Let denotes the whole characteristic set, while denotes the already-selected characteristic set which contains m characteristics and denotes the to-be-selected characteristic set which contains n characteristics. Relevance of the characteristic in with the targetcan be calculated by:

( 5 )

And redundancyof the characteristic in with all the characteristics in can be calculated by:

( 6 )

To obtain the featurein with maximal relevancy and minimal redundancy, Eq ( 5 ) and Eq ( 6 ) are combined with the mRMR map:

( 7 )

For a characteristic set withfeatures, the characteristic rating will go on N unit of ammunitions. After these ratings, we will acquire a characteristic setby mRMR method:

( 8 )

In this characteristic set, each characteristic has an index H, which indicates which unit of ammunition that the characteristic is selected. The better a characteristic is, the earlier it will be selected, and the smaller its index H will be.

Nearest Neighbor Algorithm

In our survey, Nearest Neighbor Algorithm ( NNA ) is used as a anticipation theoretical account. NNA makes its determination by ciphering similarities between the trial sample and all the preparation samples. In our survey, the distance between vector and is defined as follow ( Qian et Al. 2006 ; Huang et Al. 2009 ; Huang et Al. 2010a ) :

( 9 )

In NNA, the question vector will be designated to the same category of its nearest neighbour in preparation set with known categories which has the smallest distance.

Jackknife cross-validation and independent trial

We used the jackknife cross-validation method, besides known as Leave-One-Out Cross-Validation ( LOOCV ) ( Li et al. 2007 ; Cai et Al. 2009 ; Huang et Al. 2008 ) , one of the most effectual and nonsubjective ways to measure the public presentation of our classifier on preparation set. With jackknife cross-validation, every sample is tested by the forecaster trained with all the other samples. Besides the clasp knife cross-validation on preparation set, we besides did independent trial. Since the positive and negative samples are extremely imbalanced in preparation set and independent trial set, the Matthewsi??i??s correlativity coefficient ( MCC ) ( Baldi et al. 2000 ) was used to measure the anticipation public presentation and defined as

( 10 )

where TP, TN, FP and FN stand for true positive, true negative, false positive and false negative, severally.

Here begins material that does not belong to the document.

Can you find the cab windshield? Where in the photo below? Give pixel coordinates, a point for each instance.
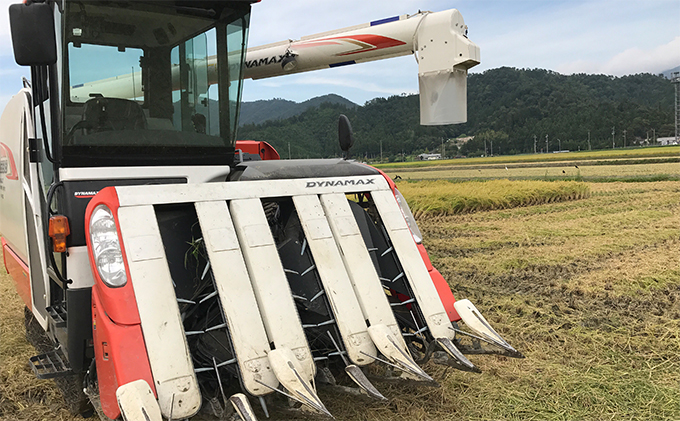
(152, 83)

Taken both sensitiveness and specificity into history, MCC is considered as a balanced step in covering with unbalanced informations ( Baldi et al. 2000 ; Han et Al. 2008 ) .

Meanwhile, Sensitivity ( Sn ) , specificity ( Sp ) and truth ( ACC ) and defined as following are besides calculated

( 11 )

( 12 )

( 13 )

where TP, TN, FP and FN stand for true positive, true negative, false positive and false negative, severally.

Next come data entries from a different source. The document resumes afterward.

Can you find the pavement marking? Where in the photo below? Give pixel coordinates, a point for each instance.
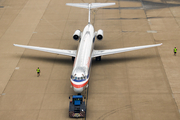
(17, 68)
(151, 31)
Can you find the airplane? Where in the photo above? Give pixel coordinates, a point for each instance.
(82, 57)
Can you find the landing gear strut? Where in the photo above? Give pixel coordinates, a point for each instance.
(98, 58)
(73, 59)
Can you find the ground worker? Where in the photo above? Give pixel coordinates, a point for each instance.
(175, 50)
(38, 72)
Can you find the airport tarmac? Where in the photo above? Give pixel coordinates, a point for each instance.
(138, 85)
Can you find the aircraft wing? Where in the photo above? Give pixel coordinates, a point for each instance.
(97, 53)
(50, 50)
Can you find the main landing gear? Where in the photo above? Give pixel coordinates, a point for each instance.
(73, 58)
(98, 58)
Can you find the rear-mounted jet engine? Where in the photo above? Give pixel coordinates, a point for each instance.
(99, 34)
(77, 35)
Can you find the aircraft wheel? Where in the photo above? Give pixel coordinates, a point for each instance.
(98, 58)
(73, 59)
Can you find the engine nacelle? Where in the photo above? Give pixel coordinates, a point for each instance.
(77, 35)
(99, 34)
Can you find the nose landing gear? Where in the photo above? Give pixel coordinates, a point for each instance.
(98, 58)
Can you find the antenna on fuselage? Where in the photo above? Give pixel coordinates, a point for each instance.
(89, 6)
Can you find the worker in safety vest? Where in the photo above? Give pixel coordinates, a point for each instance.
(175, 51)
(38, 72)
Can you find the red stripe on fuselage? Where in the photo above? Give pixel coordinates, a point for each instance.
(79, 86)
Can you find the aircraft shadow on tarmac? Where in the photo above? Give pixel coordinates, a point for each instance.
(149, 5)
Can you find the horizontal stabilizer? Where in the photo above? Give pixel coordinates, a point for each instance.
(92, 5)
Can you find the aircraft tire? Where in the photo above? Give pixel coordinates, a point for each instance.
(73, 59)
(98, 58)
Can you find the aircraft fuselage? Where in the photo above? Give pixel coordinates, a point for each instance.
(82, 63)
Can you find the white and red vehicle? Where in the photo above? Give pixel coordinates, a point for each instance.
(83, 56)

Incremental Feature Selection ( IFS )

Although mRMR could rank the characteristics based on their importance, we do non cognize how many characteristics in the list should be chosen. In our survey, Incremental Feature Selection ( IFS ) ( Huang et al. 2009 ; Huang et Al. 2010a ) was used to find the optimum figure of characteristics.

An incremental characteristic choice is conducted for each of the independent forecaster with the graded characteristics. Features in a set are added one by one from higher to lower rank. If one characteristic is added, a new characteristic set is obtained, so we get N characteristic sets where N is the figure of characteristics, and the i-th characteristic set is:

Based on each of the N characteristic sets, NNA forecasters were constructed and tested by jackknife cross-validation on preparation set. With MCC of clasp knife cross-validation calculated, we obtain an IFS tabular array with the figure of characteristics and the public presentation of them. is the optimum characteristic set that achieves the highest MCC.

Consequences

mRMR consequence

Using the mRMR plan downloaded from hypertext transfer protocol: //penglab.janelia.org/proj/mRMR, we obtained the graded mRMR list of 541 characteristics. The smaller index of characteristic indicates more of import functions in discriminate positive samples from negative 1s. The mRMR list was used in IFS process for characteristic choice and analysis.

IFS consequence

Based on the end products of mRMR, we built 541 single forecasters for the 541 sub-feature sets to foretell the lysine-ubiquitination sites. As described in the Materials and Methods subdivision, we tested the forecasters with one characteristic, two characteristics, three characteristics, etc. , and obtained the IFS consequence which can be found in Table S1.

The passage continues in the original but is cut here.